おじいちゃんの家は、ニカラグアでも裕福な家庭だったので、街のお医者さんにかかることはできたはずです。でも、お医者さんの薬よりも、お母さんの「処方薬」は効果てきめん! だったのでしょう。

ですから、子供の頃は、いつもお母さんの特効薬のお世話になっていたそうです。


ある日、この話を母にしたことがあったのですが、母は、懐かしそうにこう言うのです。

そういえば、小学校の頃、木にたわわに実る赤い実を食べたことがあると。

あるとき同級生の家に「桑(くわ)の実」をもらいに行ったら、何かしら赤い実をたくさんつける木があって、それをみんなで拾って食べた子供の頃のひとコマ。

木の下に広げた蚊帳に、お父さんが棒を使ってうまく実を落っことしてくれたので、みんなで拾い集めて食べました。

でも、それが「赤い実」というだけで、名前はわからないとか。

庭の赤い実と聞くと、「グミの実」を思い浮かべますが、グミではないそうです。だって、グミの実は、違う同級生の家で食べたのをよく覚えているから。

そして、スモモのように大きな果実でもなかったとか。

この同級生は Oさんという商店街からは離れた家の子で、丘の上の庭には木がいっぱいあって、この「謎の赤い実」以外にも、実がなりそうな木はたくさんあったそうです。きっと、夏は枇杷、秋は柿と、季節ごとの楽しみがあったのでしょう。

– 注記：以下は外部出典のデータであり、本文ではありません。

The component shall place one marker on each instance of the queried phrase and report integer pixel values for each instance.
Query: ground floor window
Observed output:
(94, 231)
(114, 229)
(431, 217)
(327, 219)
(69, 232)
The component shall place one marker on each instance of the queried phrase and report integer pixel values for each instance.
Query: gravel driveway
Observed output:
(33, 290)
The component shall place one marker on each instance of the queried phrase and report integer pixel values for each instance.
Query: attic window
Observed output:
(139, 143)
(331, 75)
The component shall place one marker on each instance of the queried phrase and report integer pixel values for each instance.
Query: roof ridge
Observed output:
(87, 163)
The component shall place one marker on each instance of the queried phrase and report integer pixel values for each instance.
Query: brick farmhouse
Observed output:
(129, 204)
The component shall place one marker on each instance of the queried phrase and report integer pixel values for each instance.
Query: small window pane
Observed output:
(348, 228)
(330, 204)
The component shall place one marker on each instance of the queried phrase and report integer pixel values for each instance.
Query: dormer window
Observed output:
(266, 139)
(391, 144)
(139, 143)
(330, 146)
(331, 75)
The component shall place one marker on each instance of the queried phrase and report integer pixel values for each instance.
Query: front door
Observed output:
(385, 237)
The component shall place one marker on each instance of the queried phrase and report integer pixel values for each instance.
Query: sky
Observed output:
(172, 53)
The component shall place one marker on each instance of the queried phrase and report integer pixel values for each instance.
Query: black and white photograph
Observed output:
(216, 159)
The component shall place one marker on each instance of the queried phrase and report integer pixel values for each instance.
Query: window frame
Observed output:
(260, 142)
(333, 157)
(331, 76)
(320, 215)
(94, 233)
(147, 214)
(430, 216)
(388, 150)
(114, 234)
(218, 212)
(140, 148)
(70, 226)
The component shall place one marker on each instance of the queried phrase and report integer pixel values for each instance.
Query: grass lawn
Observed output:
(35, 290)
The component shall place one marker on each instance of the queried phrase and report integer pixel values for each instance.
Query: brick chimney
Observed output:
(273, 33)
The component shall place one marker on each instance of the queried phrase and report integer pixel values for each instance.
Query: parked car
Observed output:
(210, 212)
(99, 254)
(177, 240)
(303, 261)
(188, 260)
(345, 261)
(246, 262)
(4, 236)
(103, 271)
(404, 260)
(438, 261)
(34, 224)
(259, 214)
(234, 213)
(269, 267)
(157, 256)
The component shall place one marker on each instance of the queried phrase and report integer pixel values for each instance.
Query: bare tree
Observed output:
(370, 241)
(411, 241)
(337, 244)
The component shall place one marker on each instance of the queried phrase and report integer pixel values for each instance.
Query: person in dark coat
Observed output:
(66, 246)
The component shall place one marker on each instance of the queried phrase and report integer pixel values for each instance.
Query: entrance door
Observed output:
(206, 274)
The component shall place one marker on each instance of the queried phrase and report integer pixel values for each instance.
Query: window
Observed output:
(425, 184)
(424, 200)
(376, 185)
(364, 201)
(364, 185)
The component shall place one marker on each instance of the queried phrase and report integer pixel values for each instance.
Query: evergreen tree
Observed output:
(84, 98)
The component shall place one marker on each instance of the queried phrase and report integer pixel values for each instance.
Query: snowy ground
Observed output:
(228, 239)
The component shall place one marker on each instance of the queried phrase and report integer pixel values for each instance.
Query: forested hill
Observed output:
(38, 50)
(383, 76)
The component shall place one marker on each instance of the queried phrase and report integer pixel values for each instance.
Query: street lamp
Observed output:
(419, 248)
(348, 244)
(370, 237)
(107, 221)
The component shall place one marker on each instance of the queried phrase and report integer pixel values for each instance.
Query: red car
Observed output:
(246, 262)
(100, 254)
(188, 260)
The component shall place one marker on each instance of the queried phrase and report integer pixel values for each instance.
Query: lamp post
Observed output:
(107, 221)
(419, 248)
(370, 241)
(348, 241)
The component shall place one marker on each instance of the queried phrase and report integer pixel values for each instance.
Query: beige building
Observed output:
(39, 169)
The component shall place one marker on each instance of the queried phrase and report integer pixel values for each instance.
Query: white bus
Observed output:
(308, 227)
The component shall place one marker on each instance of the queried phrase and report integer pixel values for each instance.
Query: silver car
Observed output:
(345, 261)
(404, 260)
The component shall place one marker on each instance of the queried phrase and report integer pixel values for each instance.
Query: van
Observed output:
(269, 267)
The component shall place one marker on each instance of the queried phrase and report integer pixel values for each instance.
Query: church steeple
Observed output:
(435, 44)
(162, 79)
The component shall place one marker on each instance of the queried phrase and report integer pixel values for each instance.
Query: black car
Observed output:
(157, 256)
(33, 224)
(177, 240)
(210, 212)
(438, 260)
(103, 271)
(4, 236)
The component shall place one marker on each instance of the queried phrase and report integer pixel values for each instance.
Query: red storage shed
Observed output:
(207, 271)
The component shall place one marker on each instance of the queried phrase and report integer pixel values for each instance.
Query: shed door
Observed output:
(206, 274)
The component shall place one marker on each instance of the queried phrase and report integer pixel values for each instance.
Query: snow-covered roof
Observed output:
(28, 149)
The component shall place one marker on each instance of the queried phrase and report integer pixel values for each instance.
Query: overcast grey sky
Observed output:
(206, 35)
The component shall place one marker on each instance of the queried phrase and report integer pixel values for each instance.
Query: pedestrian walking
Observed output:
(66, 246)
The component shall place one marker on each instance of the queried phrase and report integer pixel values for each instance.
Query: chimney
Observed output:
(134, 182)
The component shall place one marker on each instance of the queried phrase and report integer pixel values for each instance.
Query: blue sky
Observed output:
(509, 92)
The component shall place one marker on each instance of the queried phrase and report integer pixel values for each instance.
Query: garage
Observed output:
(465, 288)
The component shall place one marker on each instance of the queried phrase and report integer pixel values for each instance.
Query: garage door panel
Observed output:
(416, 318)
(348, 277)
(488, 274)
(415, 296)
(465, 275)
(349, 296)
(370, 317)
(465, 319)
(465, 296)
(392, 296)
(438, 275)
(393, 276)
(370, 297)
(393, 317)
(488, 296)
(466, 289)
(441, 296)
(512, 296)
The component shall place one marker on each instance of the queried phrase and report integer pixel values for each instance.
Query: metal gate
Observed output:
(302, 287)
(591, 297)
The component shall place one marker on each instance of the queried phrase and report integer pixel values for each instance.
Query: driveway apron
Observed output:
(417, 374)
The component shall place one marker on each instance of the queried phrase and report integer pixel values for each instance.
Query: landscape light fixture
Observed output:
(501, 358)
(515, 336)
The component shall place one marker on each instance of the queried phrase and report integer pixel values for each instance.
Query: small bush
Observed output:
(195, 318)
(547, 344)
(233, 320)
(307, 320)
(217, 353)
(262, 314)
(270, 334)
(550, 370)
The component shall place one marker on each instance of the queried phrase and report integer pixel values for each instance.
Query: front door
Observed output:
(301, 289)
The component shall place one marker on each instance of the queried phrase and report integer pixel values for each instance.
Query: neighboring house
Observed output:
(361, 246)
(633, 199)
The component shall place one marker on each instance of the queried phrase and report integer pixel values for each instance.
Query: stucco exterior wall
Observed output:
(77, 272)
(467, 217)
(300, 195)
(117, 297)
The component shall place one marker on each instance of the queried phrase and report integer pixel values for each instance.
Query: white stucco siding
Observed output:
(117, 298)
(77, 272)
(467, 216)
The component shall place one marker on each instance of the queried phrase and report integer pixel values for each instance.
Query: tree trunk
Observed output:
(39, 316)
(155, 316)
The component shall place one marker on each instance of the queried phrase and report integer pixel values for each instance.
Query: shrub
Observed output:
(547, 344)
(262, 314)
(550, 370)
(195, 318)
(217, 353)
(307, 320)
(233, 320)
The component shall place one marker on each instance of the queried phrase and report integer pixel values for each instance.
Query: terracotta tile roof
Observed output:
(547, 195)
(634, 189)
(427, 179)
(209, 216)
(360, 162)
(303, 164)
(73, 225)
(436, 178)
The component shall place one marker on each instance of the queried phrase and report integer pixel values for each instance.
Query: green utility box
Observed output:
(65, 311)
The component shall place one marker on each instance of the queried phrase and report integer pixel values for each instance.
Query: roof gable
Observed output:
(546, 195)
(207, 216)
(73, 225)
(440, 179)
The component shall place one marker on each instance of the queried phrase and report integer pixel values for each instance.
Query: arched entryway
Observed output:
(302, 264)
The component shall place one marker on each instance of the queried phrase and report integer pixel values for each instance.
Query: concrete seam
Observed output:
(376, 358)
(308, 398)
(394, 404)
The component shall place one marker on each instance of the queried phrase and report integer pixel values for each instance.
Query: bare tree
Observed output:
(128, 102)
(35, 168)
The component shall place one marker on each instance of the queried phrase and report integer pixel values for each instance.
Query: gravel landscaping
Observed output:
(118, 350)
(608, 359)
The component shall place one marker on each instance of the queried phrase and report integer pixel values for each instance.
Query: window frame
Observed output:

母の話を聞いていたら、またおじいちゃんの話を思い出したのですが、ニカラグアのおじいちゃんの家でも、やっぱりお父さんが実を落っことしてくれたそうです。

こちらは、小さな赤い実ではなく、立派なアヴォカドの実。

アヴォカドもマンゴーと同じく、大きく成長する生命力旺盛な木ですよね。濃い緑の葉っぱが、どことなく南国的でもあります。

でも、その実の落とし方が変わっていて、日本では絶対にあり得ない方法なんですよ。

何かって、ショットガンで実の近くを狙って、うまい具合に打ち落とすんです!!

それで、実が地べたに落っこちる前に、うまくキャッチするのが、子供の役目。

だって、アヴォカドの実はやわらかいので、地べたに落っこちるとグシャッとつぶれてしまいますからね。

まあ、なんともスゴい「収穫の方法」ですが、木になっている、おいしそうな実を食べたい! という願望は、どこの国も同じでしょうか。

というわけで、今日は、おじいちゃんと母の思い出話。

太平洋の海原の両側に、たわわに実る果実のお話でした。